それが情けなくて、また顔に熱が集まりそうになる前に俯き向かいに座って配膳に徹する。配膳するや否カイがサンドイッチを手に取る。
「スープの皿が4つあるのは作り過ぎたからですので、宜しければそちらもどうぞ」
「これサテラが作ったのか?」
「はい。フィロレッタの皆さんは空にしか興味が無いようですので私が。ここは変わった家ですね、驚きました」
「飛空制限を見逃したら良くて解雇悪くて死罪らしいしな。戦時中もここは要だったと聞くから、異質にならざるを得なかったんだろ。上さえ見ておけばペリンいっぱい貰えるらしいし」
自分の話に頷いていたカイは、次にスープを飲んで頬を緩める。
「あ、サテラこれ美味しい」
こちらを向いて嬉しそうに言うカイの声は弾んでいる。
持ち上がった頬が擽ったくて、すぐに視線を反らしながら返す。向かいに座ったのは失敗だったかもしれない。
「……久々の温かい物でしょうからそう感じるのだとは思いますが、嬉しいです。有り難うございます」
「久々じゃなくたって美味しいぞ?」
肩を揺らして笑うカイの言葉には、気恥ずかしくてつい無視してしまった。
カイもそれ以上何か言うのは止めたようで、ふうと息を吐くように笑ってからは部屋は静かになった。
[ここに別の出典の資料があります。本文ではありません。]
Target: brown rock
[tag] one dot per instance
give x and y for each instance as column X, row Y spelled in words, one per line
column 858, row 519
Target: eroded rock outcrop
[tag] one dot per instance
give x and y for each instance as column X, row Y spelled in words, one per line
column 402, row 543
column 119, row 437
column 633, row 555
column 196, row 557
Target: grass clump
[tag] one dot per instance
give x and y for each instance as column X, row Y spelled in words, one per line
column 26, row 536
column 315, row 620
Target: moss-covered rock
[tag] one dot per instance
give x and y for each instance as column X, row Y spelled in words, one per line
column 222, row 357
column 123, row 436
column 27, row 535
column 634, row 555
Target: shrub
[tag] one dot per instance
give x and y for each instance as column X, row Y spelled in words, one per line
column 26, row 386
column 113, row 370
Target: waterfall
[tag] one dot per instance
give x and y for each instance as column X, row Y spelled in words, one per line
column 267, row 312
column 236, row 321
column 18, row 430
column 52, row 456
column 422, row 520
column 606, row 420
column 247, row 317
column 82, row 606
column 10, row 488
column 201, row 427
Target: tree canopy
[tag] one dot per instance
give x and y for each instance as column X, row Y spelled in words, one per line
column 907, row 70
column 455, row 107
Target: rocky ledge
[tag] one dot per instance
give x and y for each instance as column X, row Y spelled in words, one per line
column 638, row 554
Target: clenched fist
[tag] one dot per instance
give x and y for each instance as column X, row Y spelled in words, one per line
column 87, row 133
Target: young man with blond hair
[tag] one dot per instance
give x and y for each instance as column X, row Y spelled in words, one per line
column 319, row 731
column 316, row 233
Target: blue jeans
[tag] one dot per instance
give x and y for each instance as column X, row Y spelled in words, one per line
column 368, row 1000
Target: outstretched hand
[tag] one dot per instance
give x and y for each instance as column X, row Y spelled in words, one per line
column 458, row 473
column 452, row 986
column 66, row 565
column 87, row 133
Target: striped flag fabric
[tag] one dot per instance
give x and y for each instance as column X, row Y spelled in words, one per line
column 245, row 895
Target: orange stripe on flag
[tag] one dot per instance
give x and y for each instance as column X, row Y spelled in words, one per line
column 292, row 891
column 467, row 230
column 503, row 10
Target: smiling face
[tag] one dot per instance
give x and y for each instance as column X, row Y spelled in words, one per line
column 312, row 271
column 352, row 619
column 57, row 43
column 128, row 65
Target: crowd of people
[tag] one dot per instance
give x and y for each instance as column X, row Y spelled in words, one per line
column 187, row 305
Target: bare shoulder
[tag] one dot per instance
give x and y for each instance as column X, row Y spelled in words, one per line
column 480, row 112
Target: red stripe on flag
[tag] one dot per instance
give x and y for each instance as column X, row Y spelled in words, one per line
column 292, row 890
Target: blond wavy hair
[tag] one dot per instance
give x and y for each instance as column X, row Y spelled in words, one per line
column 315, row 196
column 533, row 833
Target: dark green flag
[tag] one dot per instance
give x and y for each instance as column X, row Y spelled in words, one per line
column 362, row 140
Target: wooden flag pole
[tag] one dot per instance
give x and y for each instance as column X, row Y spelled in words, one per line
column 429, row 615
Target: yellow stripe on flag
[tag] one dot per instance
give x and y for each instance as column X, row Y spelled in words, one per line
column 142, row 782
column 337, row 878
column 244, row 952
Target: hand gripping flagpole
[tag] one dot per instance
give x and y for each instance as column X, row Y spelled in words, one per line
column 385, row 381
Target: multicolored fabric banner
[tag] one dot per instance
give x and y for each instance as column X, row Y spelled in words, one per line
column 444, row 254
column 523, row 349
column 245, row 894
カン、カンッ、と食器の音がするだけで、いっそ気まずい。
先程まで取り乱していただけに余計に。
「…………フィー様はどちらへ?」
無音の居た堪れなさに耐え切れなくなり、スープのおかわりを食べているカイに話し掛ける。
「王城の竜騎士団本部に戻った」
水を飲んで口の中を綺麗にしたカイは、そうそう、と改めて切り出した。
「さっきフィーから聞いたんだが、兄上が殺され父上もすぐに息を引き取り俺が大罪人と共謀したとか言う一連の流れ、土砂崩れ認定されたようだぞ」
土砂崩れ――それはロンガの歴史書で度々使われる言い回し。
山にあるこの王国では、国を揺るがす事件が起きた時「土砂崩れが起きた」と歴史書に書くのだ。
「うわっ……」
眉間に皺が寄る。
そんな大層な事をやった犯人にされたのかと思うと、とても腹立たしい。
「実際土砂崩れを引き起こしたのはミックなのに、間違った事実が書かれるかと思うと腹立たしいですね」
「だな。やっぱりミック兄上は許せない。こんな事までして玉座に座って、何が楽しいんだか」
ふう、と息を吐くカイの言葉に頷く。